Chapter 11 Margin Notes

General Note: An interesting chapter---it's full of a lot of theory. I would prefer that you not worry to much about the theoretics, and instead concentrate on the 'how' of Inheritance.

I hope you enjoy it! But in order to fully enjoy it, you'll need me to explain some of the nuances to you.

Page 502, Magnifying Glass, The most important thing to do at this point is to be sure of your terms. With inheritance, a class is derived from a base class (sometimes called a parent class, or as is the case with Java, a superclass). The derived class, not surprisingly, is called a derived class (sometimes called a child class, or as is the case with Java, a subclass).
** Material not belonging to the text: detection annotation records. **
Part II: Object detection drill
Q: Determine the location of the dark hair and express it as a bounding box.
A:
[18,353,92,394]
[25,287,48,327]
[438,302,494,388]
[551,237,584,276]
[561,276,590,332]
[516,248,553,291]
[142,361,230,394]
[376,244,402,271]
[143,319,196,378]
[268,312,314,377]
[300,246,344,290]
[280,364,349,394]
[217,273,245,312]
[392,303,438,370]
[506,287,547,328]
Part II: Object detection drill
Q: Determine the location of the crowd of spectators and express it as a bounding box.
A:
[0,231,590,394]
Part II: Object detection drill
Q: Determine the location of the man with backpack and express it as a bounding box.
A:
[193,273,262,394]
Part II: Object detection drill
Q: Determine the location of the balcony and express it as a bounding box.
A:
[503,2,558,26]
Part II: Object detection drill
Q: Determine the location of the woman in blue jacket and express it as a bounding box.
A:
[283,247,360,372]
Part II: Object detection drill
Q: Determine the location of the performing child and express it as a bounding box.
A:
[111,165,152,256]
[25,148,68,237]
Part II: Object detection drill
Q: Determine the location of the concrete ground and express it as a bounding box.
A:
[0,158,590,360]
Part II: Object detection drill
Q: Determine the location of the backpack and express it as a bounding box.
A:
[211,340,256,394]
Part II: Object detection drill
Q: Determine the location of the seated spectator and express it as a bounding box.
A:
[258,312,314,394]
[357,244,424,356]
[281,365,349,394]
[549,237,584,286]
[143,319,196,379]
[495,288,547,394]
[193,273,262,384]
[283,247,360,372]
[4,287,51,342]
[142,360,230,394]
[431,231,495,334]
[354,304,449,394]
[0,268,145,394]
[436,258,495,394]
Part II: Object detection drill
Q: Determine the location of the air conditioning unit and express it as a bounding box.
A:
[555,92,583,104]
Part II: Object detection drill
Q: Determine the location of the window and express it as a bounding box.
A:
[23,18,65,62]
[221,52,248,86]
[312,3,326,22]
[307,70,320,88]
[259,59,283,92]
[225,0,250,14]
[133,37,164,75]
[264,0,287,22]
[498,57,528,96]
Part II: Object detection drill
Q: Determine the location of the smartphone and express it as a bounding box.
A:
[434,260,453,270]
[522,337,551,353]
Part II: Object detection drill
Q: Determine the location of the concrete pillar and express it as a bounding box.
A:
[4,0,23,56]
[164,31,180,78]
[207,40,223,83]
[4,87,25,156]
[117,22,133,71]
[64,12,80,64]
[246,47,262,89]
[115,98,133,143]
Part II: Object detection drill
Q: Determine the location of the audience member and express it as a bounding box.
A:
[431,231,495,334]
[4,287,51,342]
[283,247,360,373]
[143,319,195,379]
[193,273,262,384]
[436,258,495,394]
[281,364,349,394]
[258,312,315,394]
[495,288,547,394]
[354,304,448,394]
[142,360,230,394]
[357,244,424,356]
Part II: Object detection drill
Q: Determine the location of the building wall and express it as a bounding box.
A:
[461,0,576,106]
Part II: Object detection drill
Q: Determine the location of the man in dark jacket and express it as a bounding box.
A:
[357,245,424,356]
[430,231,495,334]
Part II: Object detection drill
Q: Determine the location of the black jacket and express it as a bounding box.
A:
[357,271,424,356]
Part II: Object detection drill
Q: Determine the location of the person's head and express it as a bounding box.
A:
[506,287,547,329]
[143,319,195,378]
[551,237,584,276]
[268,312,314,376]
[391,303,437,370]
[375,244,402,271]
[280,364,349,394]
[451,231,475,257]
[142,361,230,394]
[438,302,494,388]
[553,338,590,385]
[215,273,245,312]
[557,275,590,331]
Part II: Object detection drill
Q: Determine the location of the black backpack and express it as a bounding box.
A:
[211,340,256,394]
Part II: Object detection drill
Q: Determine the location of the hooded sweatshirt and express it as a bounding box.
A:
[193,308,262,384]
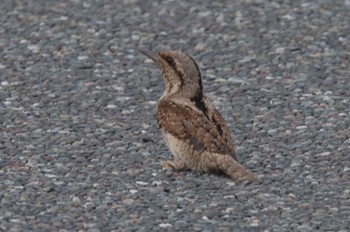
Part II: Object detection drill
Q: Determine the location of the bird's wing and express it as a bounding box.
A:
[157,101,237,160]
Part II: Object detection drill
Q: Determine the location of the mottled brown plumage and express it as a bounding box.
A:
[143,51,256,181]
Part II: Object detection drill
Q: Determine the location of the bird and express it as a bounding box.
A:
[141,50,258,182]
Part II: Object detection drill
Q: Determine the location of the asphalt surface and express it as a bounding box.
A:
[0,0,350,232]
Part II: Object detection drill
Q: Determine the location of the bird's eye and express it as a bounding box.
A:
[165,56,174,64]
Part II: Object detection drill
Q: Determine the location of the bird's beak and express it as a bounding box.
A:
[140,49,159,64]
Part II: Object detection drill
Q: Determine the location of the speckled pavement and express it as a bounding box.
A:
[0,0,350,232]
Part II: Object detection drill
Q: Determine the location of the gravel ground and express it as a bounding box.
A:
[0,0,350,231]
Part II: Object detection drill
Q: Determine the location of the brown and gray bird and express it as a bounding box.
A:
[142,51,256,181]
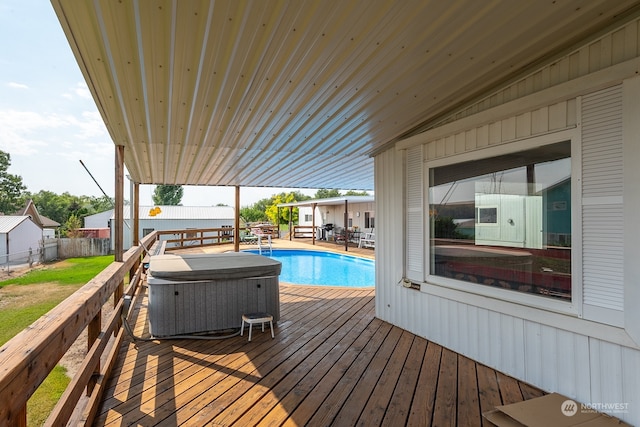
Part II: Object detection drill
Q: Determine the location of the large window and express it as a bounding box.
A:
[429,141,571,300]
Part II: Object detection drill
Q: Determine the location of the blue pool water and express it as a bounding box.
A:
[243,249,375,287]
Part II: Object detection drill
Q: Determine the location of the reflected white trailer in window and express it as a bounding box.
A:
[475,193,543,249]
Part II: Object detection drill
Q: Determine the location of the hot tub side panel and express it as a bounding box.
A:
[148,276,280,337]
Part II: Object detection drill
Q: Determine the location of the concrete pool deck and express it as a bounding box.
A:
[180,237,375,259]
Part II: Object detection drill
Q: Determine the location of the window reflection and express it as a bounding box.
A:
[429,141,571,300]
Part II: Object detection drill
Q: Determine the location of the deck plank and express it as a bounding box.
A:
[433,348,458,426]
[407,342,442,427]
[94,284,544,427]
[476,364,502,427]
[381,336,427,427]
[458,356,482,427]
[358,331,415,425]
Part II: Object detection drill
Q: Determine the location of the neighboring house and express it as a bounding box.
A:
[14,199,60,239]
[0,215,42,265]
[84,206,235,249]
[278,196,375,238]
[375,18,640,424]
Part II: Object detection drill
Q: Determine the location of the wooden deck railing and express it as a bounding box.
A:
[0,227,268,426]
[0,233,157,426]
[156,227,234,251]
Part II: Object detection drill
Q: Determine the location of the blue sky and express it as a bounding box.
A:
[0,0,315,206]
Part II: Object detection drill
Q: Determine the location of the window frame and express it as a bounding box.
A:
[420,129,582,317]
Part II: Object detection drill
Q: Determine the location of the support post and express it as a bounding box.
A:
[233,185,240,252]
[289,206,293,241]
[114,145,124,262]
[344,199,349,251]
[311,203,318,245]
[131,182,140,246]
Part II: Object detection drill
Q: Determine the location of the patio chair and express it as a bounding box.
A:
[358,233,376,248]
[240,230,258,245]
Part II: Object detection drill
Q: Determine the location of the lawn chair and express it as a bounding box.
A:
[358,233,376,248]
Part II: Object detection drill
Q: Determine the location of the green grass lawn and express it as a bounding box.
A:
[0,255,113,426]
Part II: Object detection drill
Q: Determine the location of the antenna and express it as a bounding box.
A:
[80,159,113,201]
[80,159,149,253]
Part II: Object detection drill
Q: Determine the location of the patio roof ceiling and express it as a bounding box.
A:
[52,0,637,190]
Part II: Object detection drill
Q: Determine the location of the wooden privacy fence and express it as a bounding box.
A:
[0,233,157,426]
[58,237,111,259]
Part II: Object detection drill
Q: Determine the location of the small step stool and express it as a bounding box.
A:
[240,313,274,341]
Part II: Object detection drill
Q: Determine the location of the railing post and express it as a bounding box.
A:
[87,310,101,396]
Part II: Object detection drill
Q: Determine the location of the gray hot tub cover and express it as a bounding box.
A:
[149,252,282,281]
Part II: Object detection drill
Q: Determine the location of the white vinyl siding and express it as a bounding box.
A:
[406,146,425,281]
[582,85,624,326]
[375,18,640,425]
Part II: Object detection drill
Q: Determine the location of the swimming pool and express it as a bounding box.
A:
[243,249,375,288]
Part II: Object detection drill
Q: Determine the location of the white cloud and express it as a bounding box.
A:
[0,110,110,155]
[73,82,93,99]
[7,82,29,89]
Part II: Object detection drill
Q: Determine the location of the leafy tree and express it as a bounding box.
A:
[265,191,311,224]
[0,151,27,215]
[151,184,183,206]
[344,190,370,196]
[240,204,269,222]
[62,214,82,239]
[314,188,341,199]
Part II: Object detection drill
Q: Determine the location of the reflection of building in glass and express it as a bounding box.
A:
[541,178,571,247]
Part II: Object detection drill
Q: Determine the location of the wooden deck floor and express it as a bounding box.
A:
[95,285,542,427]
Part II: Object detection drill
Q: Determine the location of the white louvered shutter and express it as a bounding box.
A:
[405,146,425,282]
[582,86,624,326]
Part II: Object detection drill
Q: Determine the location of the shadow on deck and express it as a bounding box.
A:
[95,284,543,426]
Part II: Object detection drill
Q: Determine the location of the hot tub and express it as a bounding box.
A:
[147,252,282,337]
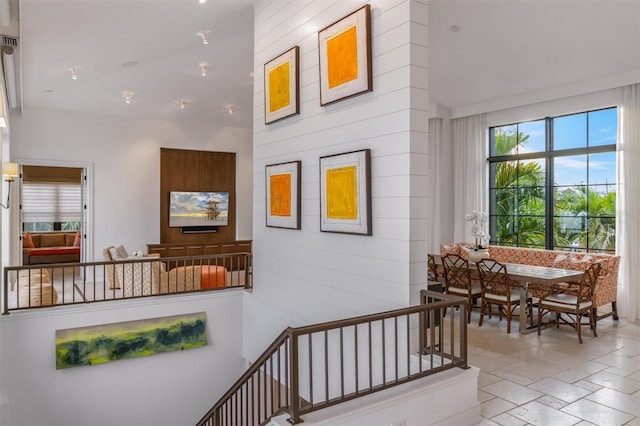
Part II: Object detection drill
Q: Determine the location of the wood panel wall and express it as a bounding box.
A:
[160,148,236,244]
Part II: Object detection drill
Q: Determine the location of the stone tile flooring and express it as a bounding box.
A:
[468,311,640,426]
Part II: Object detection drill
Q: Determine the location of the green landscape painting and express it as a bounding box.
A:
[56,312,207,370]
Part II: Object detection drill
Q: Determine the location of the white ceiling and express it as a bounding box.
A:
[429,0,640,112]
[7,0,640,127]
[19,0,253,127]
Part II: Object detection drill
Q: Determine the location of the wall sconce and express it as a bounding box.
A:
[0,163,18,209]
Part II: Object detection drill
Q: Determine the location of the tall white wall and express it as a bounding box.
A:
[11,108,253,260]
[245,0,428,359]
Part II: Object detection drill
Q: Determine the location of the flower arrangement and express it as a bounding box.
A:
[464,210,491,251]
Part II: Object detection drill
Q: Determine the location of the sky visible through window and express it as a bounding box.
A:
[518,108,618,191]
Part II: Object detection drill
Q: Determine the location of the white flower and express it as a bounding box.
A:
[464,210,491,249]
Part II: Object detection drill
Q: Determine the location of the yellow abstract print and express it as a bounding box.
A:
[269,62,291,112]
[327,25,358,89]
[325,166,358,220]
[269,173,291,217]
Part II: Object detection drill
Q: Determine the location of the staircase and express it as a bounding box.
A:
[198,290,480,426]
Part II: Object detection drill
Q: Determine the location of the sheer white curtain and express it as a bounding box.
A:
[427,118,444,253]
[616,84,640,321]
[452,114,489,242]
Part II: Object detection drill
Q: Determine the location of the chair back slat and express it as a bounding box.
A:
[476,259,511,297]
[578,262,602,302]
[442,253,471,289]
[427,254,438,281]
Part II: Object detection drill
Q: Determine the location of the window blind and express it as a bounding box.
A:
[22,182,82,222]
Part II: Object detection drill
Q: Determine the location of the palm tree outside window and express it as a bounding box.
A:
[489,108,618,252]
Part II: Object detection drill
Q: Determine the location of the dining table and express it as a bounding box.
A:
[500,263,584,334]
[433,255,584,334]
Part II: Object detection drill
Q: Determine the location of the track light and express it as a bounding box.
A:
[198,31,209,44]
[0,163,18,209]
[122,92,134,104]
[2,46,18,109]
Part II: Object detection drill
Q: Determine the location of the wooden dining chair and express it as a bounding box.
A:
[538,262,601,343]
[476,259,522,333]
[442,253,481,323]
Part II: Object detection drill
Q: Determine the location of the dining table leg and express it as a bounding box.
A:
[518,281,536,334]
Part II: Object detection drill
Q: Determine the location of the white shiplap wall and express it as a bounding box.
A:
[244,0,428,359]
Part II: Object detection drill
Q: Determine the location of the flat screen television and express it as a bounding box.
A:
[169,191,229,228]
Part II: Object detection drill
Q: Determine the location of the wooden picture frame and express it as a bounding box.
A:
[320,149,372,235]
[264,46,300,124]
[265,161,302,229]
[318,4,373,106]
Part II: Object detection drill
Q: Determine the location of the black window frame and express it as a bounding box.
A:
[487,106,619,253]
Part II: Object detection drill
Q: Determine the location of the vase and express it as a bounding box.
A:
[469,249,489,263]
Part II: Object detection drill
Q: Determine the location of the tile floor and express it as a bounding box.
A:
[468,311,640,426]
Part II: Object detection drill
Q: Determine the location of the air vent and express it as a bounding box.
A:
[2,35,18,47]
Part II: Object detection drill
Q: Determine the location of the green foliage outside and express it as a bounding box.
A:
[490,126,616,252]
[56,313,207,370]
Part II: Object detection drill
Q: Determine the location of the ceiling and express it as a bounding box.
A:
[12,0,640,128]
[19,0,253,128]
[429,0,640,112]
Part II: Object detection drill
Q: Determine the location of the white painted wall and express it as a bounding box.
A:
[0,290,245,426]
[11,108,253,260]
[245,0,428,359]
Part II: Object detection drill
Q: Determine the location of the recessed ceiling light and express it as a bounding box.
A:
[198,31,209,44]
[122,92,134,104]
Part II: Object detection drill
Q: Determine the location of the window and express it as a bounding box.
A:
[489,108,618,252]
[22,182,82,232]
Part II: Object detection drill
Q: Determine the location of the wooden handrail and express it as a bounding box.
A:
[197,290,468,426]
[2,253,253,315]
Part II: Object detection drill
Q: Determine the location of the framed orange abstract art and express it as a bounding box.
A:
[265,161,302,229]
[264,46,300,124]
[320,149,371,235]
[318,4,373,106]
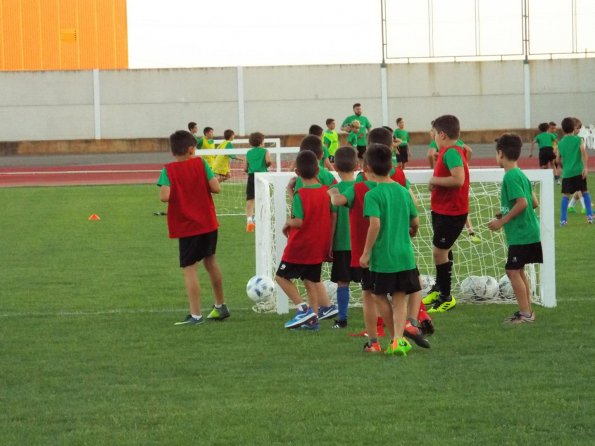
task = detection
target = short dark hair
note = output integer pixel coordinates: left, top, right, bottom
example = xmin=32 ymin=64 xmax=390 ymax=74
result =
xmin=169 ymin=130 xmax=196 ymax=156
xmin=248 ymin=132 xmax=264 ymax=147
xmin=434 ymin=115 xmax=461 ymax=139
xmin=300 ymin=135 xmax=322 ymax=159
xmin=364 ymin=143 xmax=393 ymax=176
xmin=368 ymin=127 xmax=393 ymax=147
xmin=335 ymin=146 xmax=357 ymax=173
xmin=295 ymin=150 xmax=319 ymax=180
xmin=496 ymin=133 xmax=523 ymax=161
xmin=308 ymin=124 xmax=324 ymax=137
xmin=560 ymin=118 xmax=576 ymax=134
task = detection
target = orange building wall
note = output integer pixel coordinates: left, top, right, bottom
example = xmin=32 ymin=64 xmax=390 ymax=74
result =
xmin=0 ymin=0 xmax=128 ymax=71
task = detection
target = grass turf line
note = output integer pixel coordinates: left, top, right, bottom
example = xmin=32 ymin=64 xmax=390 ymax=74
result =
xmin=0 ymin=186 xmax=595 ymax=445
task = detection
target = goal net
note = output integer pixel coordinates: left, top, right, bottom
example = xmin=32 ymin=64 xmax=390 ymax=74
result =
xmin=254 ymin=169 xmax=556 ymax=313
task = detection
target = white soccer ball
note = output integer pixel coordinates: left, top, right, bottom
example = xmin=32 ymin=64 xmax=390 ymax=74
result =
xmin=322 ymin=280 xmax=337 ymax=303
xmin=419 ymin=274 xmax=436 ymax=297
xmin=498 ymin=274 xmax=515 ymax=300
xmin=246 ymin=276 xmax=275 ymax=302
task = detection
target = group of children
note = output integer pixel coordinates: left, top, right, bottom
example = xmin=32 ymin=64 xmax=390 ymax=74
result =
xmin=158 ymin=115 xmax=593 ymax=356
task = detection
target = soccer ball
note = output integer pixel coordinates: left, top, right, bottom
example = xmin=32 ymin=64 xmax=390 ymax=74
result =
xmin=419 ymin=274 xmax=436 ymax=297
xmin=322 ymin=280 xmax=337 ymax=303
xmin=498 ymin=274 xmax=515 ymax=300
xmin=461 ymin=276 xmax=499 ymax=301
xmin=246 ymin=276 xmax=275 ymax=302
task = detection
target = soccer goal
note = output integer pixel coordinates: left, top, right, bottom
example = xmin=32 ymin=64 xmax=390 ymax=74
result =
xmin=195 ymin=138 xmax=299 ymax=217
xmin=255 ymin=169 xmax=556 ymax=314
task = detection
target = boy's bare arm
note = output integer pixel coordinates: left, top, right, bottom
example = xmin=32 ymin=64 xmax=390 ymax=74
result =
xmin=209 ymin=177 xmax=221 ymax=194
xmin=159 ymin=186 xmax=171 ymax=203
xmin=359 ymin=217 xmax=380 ymax=268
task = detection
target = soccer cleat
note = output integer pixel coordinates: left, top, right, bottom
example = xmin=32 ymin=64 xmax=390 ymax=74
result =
xmin=364 ymin=341 xmax=382 ymax=353
xmin=384 ymin=338 xmax=411 ymax=356
xmin=174 ymin=314 xmax=205 ymax=325
xmin=332 ymin=319 xmax=347 ymax=328
xmin=403 ymin=323 xmax=430 ymax=348
xmin=469 ymin=234 xmax=481 ymax=245
xmin=421 ymin=289 xmax=440 ymax=305
xmin=428 ymin=296 xmax=457 ymax=314
xmin=297 ymin=317 xmax=320 ymax=331
xmin=207 ymin=304 xmax=231 ymax=321
xmin=285 ymin=307 xmax=316 ymax=328
xmin=504 ymin=311 xmax=535 ymax=324
xmin=318 ymin=305 xmax=339 ymax=321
Page 502, Why Use Inheritance? You can stop with the first sentence here. Use Inheritance because it allows you to reuse the code that someone else has written. Just like you go to Home Depot and pick up a faucet for your sink that someone else has built. No sense making your own!

Page 506, Magnifying Glass. Remember the concept of Private members from Chapter 10. If you make a member (variable or function) Private, its inherited class can't "see" it. Defining members as Protected is just like Private, with the exception that derived classes can see them. Bottom line: Make your members Private.

Page 507, Magnifying Glass. I'm not thrilled with the author's description of an Abstract Class. An Abstract class is one in which there are one or more abstract functions. Abstract functions are functions which have a signatures, but no implementation details. Abstract classes are created to 'force' programmers deriving classes from it to complete the implementation detail. Therefore, if you derive a class from an Abstract Base class, you will need to write the actual code for the Abstract functions in the Base class. Make sense?

Page 507, #ifndef AND #define. For now, don't worry too much about this. This header file will appear in multiple classes within this application---this compiler directive tells C++ to include the header file only if it has not already been included. Clear as mud?

Page 509. Notice the syntax to tell C++ that you are inheriting from a base class.